Verena Bentele: Sozialleistungen lohnen sich

Für die Einführung einer Kindergrundsicherung sprach sich die Präsidentin des Sozialverbands VdK, Verena Bentele, in ihrer Festrede aus. Aus armen Kindern würden "fast zwangsläufig arme Erwachsene und später arme Rentnerinnen und Rentner". Eine Grundleistung für Kinder erzeuge dagegen einen "return on investment": "Künftig bekommt der Staat diese Ausgaben in Form von Steuern oder Sozialversicherungsbeiträgen zurück", erklärte Bentele, die seit 2018 die 2,2 Millionen Mitglieder des Sozialverbands VdK Deutschland repräsentiert.

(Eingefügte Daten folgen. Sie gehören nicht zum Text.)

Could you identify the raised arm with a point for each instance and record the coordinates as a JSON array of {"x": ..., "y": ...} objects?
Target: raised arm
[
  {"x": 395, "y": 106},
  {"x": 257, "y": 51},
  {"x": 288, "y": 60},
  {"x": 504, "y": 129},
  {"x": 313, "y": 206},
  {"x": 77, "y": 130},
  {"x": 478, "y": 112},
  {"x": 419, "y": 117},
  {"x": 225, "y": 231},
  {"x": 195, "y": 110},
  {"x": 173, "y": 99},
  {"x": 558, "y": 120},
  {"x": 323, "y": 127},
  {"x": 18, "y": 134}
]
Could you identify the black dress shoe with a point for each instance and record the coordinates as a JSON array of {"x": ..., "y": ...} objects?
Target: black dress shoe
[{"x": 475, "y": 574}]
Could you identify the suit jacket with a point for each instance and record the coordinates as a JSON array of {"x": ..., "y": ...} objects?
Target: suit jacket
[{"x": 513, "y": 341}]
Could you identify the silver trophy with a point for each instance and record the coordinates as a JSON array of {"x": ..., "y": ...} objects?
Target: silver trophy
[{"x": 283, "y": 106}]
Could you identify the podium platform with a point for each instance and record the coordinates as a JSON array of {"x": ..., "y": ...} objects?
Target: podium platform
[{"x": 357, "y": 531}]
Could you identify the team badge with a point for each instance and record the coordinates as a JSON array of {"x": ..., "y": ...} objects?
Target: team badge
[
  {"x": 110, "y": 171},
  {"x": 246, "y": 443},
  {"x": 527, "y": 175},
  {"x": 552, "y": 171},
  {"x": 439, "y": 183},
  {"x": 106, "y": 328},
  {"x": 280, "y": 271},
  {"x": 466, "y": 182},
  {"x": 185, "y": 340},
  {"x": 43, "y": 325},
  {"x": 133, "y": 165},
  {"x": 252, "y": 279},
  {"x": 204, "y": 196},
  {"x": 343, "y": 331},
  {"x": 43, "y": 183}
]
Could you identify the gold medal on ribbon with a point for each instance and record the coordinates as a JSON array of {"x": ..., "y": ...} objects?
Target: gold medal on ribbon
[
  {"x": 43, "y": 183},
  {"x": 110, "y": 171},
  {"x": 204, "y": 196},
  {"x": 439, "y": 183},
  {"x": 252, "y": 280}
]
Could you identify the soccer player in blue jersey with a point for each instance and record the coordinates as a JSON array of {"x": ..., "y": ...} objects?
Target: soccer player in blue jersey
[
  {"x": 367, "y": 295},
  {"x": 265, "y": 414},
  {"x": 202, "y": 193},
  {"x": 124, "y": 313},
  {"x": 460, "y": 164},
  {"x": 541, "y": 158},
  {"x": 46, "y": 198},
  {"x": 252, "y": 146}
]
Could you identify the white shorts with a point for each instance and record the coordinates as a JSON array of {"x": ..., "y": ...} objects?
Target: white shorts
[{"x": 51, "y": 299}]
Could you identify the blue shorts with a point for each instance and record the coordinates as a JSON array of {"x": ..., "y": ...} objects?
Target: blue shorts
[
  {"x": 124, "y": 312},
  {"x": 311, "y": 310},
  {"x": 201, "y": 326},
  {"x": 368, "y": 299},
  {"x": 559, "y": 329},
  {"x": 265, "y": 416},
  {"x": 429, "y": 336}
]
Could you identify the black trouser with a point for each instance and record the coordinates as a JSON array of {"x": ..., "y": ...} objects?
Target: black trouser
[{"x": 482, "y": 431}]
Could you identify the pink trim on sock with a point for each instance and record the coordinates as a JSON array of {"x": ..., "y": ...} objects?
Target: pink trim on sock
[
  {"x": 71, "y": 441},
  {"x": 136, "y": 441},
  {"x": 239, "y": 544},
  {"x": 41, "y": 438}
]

In ihrer Rede mit dem Titel "Ungleichheit ist kein Schicksal - Wie wir eine solidarische Gesellschaft werden" verwies Bentele auf Studien, nach denen von Armut betroffene Familien erst in der sechsten Generation ein Durchschnittseinkommen erreichten. Armut bedeute "Stress und Sorgen" ohne hoffnungsvolle Perspektive. Zugleich lasse sich der Staat durch Steuerbetrug jährlich 125 Milliarden Steuereinnahmen entgehen und schone Vermögen mehr, als Arbeitseinkommen.

Solidarität wiederum sei die beste Prävention "nicht nur gegen Armut, sondern auch gegen soziale Verunsicherung" und Demokratieverdrossenheit. Demokratie lebe von allen Menschen eines Staats:

"Von den im Lobbyregister Eingetragenen, die jeden Tag ins Maximilianeum kommen - und von denen, die vier Millionen Pflegebedürftige daheim versorgen", sagte Bentele in Richtung von Staatsminister Herrmann.

Beim Thema "Soziale Gerechtigkeit" wegzuschauen, sei für den Staat keine gute Option. Stattdessen brauche es eine zugewandte und solidarische Diskussion, wie mehr Gerechtigkeit gestaltet werden könne.